Au contraire: ce que cet «esprit du Concile» voulait et pouvait déclencher, a été dit ou expérimenté durant ces décennies et aujourd'hui, il s'agit avant tout de faire une critique consomptive de ses résultats, parfois désastreux. Je considère que le chemin de la mise en œuvre réelle du Concile a été rouvert par l'oeuvre magistérielle de Karol Wojtyla et de Joseph Ratzinger, parfois même contre des sensibilités catholiques et épiscopales à la Bergoglio.

Certains soutiennent que François pourra être, en tant que pape postmoderne, l'homme de l'avenir de l'Église, au-delà du traditionalisme et du modernisme. Mais le postmoderne qui peut prendre racine en lui - comme liquidification des formes, spontanéité de l'apparition en public, attention au village global - est de surface. Avec sa flexibilité et ses esthétismes, le postmoderne est peu vraisemblable chez un évêque d'Amérique latine, où a longtemps dominé dans l'intelligentsia, jusqu'à récemment, le Moderne marxiste. Le noyau dur de Bergoglio est et demeure «conciliaire». Sur le chemin entrepris par ce pape, s'il se confirme, je vois avant tout la cristallisation du «conciliarisme» pastoral dominant dans le clergé et le laïcat actif.

Certes, si Bergoglio n'est pas postmoderne, sa réception mondiale l'est: le pape plaît à droite et de gauche, aux pratiquants et aux non-croyants, sans discernement.
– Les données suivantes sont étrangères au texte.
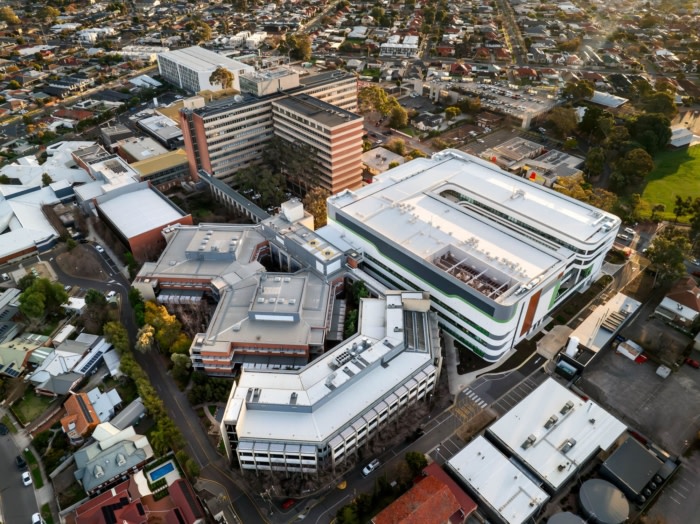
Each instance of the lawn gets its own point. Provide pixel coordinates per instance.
(677, 172)
(30, 407)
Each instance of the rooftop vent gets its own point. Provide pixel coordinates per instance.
(551, 421)
(529, 441)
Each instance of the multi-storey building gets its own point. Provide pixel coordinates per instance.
(313, 419)
(229, 135)
(496, 252)
(333, 135)
(190, 68)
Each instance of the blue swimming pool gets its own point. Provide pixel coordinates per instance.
(161, 471)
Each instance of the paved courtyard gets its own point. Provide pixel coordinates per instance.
(663, 410)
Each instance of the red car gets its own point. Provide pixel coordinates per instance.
(288, 503)
(692, 363)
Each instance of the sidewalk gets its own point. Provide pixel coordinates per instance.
(45, 494)
(457, 382)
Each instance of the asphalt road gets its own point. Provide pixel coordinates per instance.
(17, 501)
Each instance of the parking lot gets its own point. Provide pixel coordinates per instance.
(663, 410)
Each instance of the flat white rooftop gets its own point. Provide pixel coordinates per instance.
(554, 431)
(311, 404)
(497, 481)
(139, 211)
(200, 59)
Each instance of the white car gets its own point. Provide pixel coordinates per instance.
(26, 479)
(369, 468)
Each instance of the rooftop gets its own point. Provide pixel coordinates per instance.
(311, 404)
(138, 210)
(317, 110)
(554, 431)
(202, 60)
(501, 485)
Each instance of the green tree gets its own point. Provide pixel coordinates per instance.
(563, 119)
(667, 255)
(298, 45)
(8, 15)
(682, 206)
(452, 112)
(222, 77)
(31, 304)
(315, 203)
(398, 118)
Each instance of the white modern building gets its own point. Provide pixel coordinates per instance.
(505, 494)
(496, 252)
(313, 419)
(554, 433)
(190, 68)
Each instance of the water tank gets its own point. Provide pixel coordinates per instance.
(572, 347)
(603, 503)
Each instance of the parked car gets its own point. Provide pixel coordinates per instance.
(692, 363)
(26, 479)
(369, 468)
Son principal message est «liquide». Sur ce «succès», cependant, on ne peut rien édifier, seulement malaxer à nouveau quelque chose qui existe déjà, et ce n'est pas le meilleur.
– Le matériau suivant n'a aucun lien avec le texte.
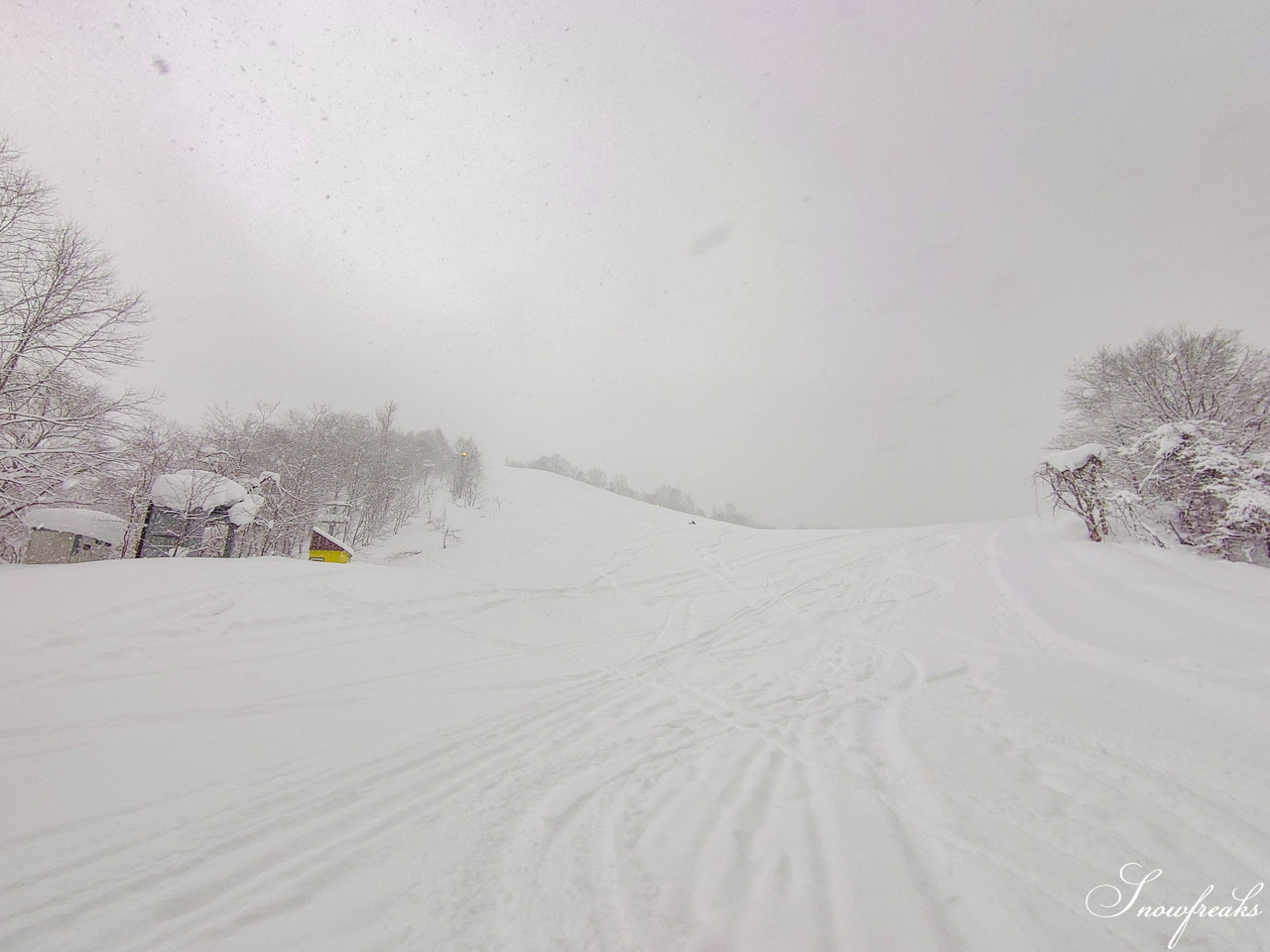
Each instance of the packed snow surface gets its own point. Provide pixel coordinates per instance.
(77, 522)
(594, 726)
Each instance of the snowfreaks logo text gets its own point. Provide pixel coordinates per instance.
(1107, 901)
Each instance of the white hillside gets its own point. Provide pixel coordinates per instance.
(594, 726)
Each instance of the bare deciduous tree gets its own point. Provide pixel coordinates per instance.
(64, 326)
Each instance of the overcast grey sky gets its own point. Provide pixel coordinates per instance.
(826, 261)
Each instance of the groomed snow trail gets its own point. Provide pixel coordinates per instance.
(593, 726)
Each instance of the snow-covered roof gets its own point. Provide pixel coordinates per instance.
(191, 490)
(336, 546)
(77, 522)
(1074, 460)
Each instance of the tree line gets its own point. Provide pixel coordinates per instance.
(1167, 440)
(667, 495)
(66, 436)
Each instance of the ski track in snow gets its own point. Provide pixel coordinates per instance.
(711, 739)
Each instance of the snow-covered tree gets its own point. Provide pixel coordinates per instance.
(64, 326)
(467, 472)
(1174, 438)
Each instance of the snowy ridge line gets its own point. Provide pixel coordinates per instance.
(588, 728)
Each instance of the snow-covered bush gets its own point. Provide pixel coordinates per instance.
(1175, 444)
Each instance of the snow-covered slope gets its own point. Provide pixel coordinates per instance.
(594, 726)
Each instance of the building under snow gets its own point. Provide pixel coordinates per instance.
(195, 513)
(67, 535)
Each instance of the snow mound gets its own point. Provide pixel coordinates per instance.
(1075, 460)
(193, 490)
(77, 522)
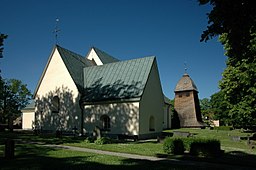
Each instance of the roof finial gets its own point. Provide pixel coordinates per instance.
(56, 30)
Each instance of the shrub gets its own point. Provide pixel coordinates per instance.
(173, 145)
(227, 128)
(205, 147)
(89, 140)
(103, 140)
(187, 142)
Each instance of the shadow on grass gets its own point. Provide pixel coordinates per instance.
(30, 138)
(29, 154)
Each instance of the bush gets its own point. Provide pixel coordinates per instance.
(89, 140)
(205, 147)
(173, 145)
(227, 128)
(187, 142)
(103, 140)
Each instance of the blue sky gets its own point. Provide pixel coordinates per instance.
(126, 29)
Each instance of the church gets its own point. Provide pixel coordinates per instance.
(99, 91)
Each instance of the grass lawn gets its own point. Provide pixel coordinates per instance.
(152, 148)
(31, 154)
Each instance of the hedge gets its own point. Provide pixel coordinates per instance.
(195, 146)
(173, 145)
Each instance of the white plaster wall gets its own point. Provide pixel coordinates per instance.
(57, 81)
(93, 55)
(152, 104)
(28, 117)
(56, 76)
(123, 116)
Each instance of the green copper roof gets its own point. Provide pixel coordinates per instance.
(30, 106)
(75, 64)
(119, 80)
(104, 57)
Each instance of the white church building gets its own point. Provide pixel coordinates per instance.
(117, 97)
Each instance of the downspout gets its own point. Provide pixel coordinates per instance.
(82, 117)
(168, 114)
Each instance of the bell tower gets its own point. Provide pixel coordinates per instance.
(186, 103)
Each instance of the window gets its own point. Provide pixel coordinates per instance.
(55, 104)
(151, 123)
(105, 122)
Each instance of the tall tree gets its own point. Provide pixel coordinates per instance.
(235, 23)
(15, 96)
(2, 37)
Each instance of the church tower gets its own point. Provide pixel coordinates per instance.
(186, 103)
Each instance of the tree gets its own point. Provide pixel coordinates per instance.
(15, 96)
(235, 24)
(206, 110)
(219, 108)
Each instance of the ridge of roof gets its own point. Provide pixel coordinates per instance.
(117, 81)
(105, 57)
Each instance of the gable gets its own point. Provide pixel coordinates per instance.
(119, 80)
(75, 64)
(55, 75)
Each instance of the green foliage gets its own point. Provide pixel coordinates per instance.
(103, 140)
(187, 142)
(89, 140)
(235, 23)
(173, 145)
(204, 147)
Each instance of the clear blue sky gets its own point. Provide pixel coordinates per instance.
(126, 29)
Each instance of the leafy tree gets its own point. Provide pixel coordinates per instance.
(206, 110)
(235, 23)
(219, 108)
(15, 96)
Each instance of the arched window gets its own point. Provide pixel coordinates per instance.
(105, 122)
(55, 104)
(151, 123)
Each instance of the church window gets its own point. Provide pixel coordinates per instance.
(151, 123)
(105, 122)
(55, 104)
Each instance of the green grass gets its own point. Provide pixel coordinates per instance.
(225, 137)
(29, 155)
(149, 148)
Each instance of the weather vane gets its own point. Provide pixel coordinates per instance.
(56, 30)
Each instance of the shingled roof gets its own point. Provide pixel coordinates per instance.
(185, 84)
(117, 81)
De cet aspect «liquide», il y a des signes inquiétants pour ceux qui ne sont pas enclins au bavardage politiquement correct et relativiste de la modernité tardive:

a) se laisser aller à des phrases telles que «tout le monde est libre de faire ...», «ceux qui disent que les choses doivent être ainsi ...», «qui suis-je pour ...», laissées échapper dans la croyance qu'elles sont dialogiques et au goût du jour;

b) l'absence de contrôle par des personnes de confiance, mais sages et cultivées, et italiennes (ndt: car le pape s'exprime en italien qui n'est pas sa langue maternelle) de textes destinés à circuler, peut-être dans la conviction papale que ce n'est pas nécessaire;

c) une certaine inclination autoritaire («Je ferai tout pour ...»), en contraste frappant avec les fréquents engagements pluralistes, mais typique des «révolutionnaires» démocratiques, avec le risque de collisions imprudentes avec la tradition millénaire.

En outre, il y a des chose incongrues chez le pape François: le fait de prendre des initiatives de communication publique et de se vouloir sans filtres (l'image symptomatique de l'appartement papal comme un entonnoir), qui révèlent une indisponibilité à se sentir un homme de gouvernement (ce qui est plus difficile que d'être réformateur) dans une intitution très haute et «sui generis », comme l'Église catholique. Les boutades du pape sur la curie et le Vatican le soulignent.

Son comportement est par moments celui d'un manager moderne et informel, de ceux ceux qui se livrent beaucoup à la presse. Mais cette façon de s'accrocher à des gens et des choses qui sont dehors - collaborateurs, amis, presse, opinion publique, l'appartement à Santa Marta lui-même est «dehors» - comme si l'homme Bergoglio avait peur de ne pas savoir quoi faire une fois resté seul, en pape, dans l'appartement des papes, n'est pas positive. Et ne pourra pas durer. Même les médias vont se lasser de servir de rivage à un pape qui a trop besoin d'eux.